Contact: Donna Ladd
601-362-6121, ext. 5 (Cell: 601-966-0834)
“We wear shoes, we have running water, and we’ll pay to see art that makes us think–if we’re given the chance.”
Jackson, Miss. — June 24, 2004 — Calling their effort “Fahrenheit 601,” a group of determined Mississippians have launched a grass-roots campaign to get the controversial Michael Moore documentary, “Fahrenheit 9/11,” to a movie theater in the Jackson area. Currently, only one Mississippi theater — Malco in Tupelo in North Mississippi many miles from Jackson — plans to show the film.
This effort to bring the film to Jackson, the state’s largest city and its capital, started on the Web blog of the Jackson Free Press, the state’s only alternative newspaper, after editor Donna Ladd posted an entry on June 19 about opponents of the film trying to pressure U.S. theaters into not showing it. Jackson Free Press readers immediately started posting their own comments, and urging each other to call the theaters and ask for the movie, and tell their families and friends to do the same. Some readers called corporate offices of the theater chains, and at least one reader wrote Michael Moore directly about helping get the film to Jackson.

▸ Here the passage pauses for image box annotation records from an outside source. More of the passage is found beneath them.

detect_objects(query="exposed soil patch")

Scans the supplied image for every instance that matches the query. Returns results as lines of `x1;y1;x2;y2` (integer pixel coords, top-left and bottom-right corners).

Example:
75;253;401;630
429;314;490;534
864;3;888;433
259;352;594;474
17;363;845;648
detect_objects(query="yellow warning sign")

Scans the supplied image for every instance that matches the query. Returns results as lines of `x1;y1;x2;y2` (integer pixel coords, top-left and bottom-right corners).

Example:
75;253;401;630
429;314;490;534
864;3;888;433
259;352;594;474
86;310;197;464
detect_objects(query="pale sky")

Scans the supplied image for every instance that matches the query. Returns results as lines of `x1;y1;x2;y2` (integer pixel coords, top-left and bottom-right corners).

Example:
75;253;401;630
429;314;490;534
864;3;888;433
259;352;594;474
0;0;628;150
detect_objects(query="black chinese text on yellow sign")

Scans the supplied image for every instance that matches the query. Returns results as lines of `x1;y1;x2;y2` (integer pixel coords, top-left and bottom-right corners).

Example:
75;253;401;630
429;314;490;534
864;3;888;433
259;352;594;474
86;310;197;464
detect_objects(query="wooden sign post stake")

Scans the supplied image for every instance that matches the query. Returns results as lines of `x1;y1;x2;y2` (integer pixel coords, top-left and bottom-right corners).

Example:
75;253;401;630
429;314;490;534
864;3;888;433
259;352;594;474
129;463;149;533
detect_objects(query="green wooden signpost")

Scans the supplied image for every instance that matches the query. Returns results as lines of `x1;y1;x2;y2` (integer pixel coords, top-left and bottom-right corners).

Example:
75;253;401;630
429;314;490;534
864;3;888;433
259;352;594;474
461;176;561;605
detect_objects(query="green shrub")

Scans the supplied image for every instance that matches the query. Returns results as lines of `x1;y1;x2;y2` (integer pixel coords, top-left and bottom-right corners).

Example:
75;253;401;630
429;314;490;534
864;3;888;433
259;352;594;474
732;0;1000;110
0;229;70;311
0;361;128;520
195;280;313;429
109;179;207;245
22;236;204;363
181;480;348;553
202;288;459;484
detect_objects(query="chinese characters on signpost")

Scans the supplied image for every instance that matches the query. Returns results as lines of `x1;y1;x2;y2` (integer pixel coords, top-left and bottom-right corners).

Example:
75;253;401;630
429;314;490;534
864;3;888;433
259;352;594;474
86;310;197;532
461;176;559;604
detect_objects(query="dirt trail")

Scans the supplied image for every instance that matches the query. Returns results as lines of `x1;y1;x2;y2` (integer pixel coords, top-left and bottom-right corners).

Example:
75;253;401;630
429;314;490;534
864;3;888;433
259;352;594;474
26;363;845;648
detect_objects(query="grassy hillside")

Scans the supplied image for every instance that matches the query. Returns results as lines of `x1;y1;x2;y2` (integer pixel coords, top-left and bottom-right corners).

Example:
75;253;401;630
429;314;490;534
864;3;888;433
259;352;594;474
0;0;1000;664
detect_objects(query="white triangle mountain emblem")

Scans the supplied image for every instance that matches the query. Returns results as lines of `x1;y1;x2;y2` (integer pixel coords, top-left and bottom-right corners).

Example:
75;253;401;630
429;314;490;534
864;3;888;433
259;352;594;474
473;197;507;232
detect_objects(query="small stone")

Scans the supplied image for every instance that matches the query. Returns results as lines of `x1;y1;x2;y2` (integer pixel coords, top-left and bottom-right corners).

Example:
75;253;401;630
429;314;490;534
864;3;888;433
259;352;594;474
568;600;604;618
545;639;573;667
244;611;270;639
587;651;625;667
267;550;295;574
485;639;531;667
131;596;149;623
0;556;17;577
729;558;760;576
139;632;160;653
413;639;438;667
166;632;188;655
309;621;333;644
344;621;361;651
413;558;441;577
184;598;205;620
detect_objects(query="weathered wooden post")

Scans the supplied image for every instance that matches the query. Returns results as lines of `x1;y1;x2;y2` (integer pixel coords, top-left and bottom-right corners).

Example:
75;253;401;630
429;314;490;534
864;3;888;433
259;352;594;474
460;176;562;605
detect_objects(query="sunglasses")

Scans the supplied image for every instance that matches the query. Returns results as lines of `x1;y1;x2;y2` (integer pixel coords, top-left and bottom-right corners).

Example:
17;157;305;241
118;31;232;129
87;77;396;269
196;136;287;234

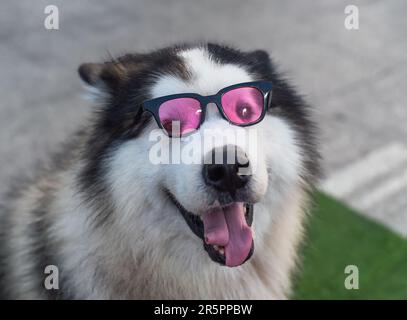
143;81;272;137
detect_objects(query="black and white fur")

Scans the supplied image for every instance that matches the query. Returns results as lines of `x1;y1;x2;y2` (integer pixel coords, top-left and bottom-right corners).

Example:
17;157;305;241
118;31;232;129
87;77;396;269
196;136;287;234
0;43;319;299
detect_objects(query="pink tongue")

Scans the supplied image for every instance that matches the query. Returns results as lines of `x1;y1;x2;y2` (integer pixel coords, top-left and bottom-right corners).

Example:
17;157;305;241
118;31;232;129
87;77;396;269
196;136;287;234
203;202;253;267
203;208;229;246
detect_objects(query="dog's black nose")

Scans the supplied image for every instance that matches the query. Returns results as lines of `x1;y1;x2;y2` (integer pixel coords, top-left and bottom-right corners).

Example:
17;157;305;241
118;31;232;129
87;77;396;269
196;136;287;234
202;145;250;196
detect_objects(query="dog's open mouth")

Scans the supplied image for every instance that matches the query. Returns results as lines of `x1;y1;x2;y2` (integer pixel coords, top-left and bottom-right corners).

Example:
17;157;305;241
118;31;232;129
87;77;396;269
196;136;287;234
169;193;254;267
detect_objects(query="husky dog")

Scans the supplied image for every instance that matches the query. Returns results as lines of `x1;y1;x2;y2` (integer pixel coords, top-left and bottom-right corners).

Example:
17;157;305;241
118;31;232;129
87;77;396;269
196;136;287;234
0;43;319;299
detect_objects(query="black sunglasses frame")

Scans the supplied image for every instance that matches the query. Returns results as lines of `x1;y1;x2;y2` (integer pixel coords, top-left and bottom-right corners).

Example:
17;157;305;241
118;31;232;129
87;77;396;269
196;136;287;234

“I’m not Michael Moore’s biggest fan,” Ladd said, “but I am devoted to free speech and expression. All Americans–including Mississippians–should be able to see this film and make up their own mind about what’s in it. I’m offended that anyone would assume that Mississippians aren’t interested in this film. We wear shoes, we have running water, and we’ll pay to see art that makes us think–if we’re given the chance.”
On Thursday, June 24, blogger Knol Aust, a Web designer, posted a special page on his Web site to collect names for a petition to be presented to local theaters, dubbing the campaign “Fahrenheit 601: The Area Code at Which Expression Burns.” The petition collected 50 entries in a mere 45 minutes, and is steadily building.
“We must band together to dispel myths about Mississippi,” Aust said. “This state is filled with intelligent, thinking individuals who can handle controversial topics. We encourage other Mississippians, regardless of political views, to join us to help demand equal access to this film.”
The Jackson Free Press will present the petition, as well as the growing blog entry (87 posts to date), to theaters as evidence that there is a community of film-goers in Jackson who do not want to drive to another city or state to see this documentary. According to one blogger on the JFP site, almost every other metropolitan area between Texas and Georgia in Jackson’s size category (250,000 to 500,000 total population) is showing the film: Mobile, Ala.; Montgomery, Ala.; Pensacola, Fla.; Baton Rouge, La.; Shreveport, La.; Little Rock, Ark.; Fayetteville, Ark. Furthermore, the film is shown in almost all metros (smaller than 250,000 people) in Tennessee, Northern Arkansas and western Texas.
“We shouldn’t always be left out of the cultural loop,” Ladd said. “The movie is opening in Shreveport and Montgomery, for goodness sake. They’re not exactly L.A. and Chicago. Why can’t it be here, too?”
The Jackson Free Press is the first newsweekly from Mississippi ever admitted to the prestigious Association of Alternative Newsweeklies (http://www.aan.org). Since it launched nearly two years ago, the Free Press has encouraged open dialogue and independent thought, and has strived to fill in gaps left by other media in the state. Helping bring this film to Jackson would serve those goals well, the JFP owners believe.
“Mississippians don’t deserve to be just left out,” Ladd said. “Here we go again with outside the world making faulty assumptions about us. That’s maddening. But we Mississippians can do something about it.”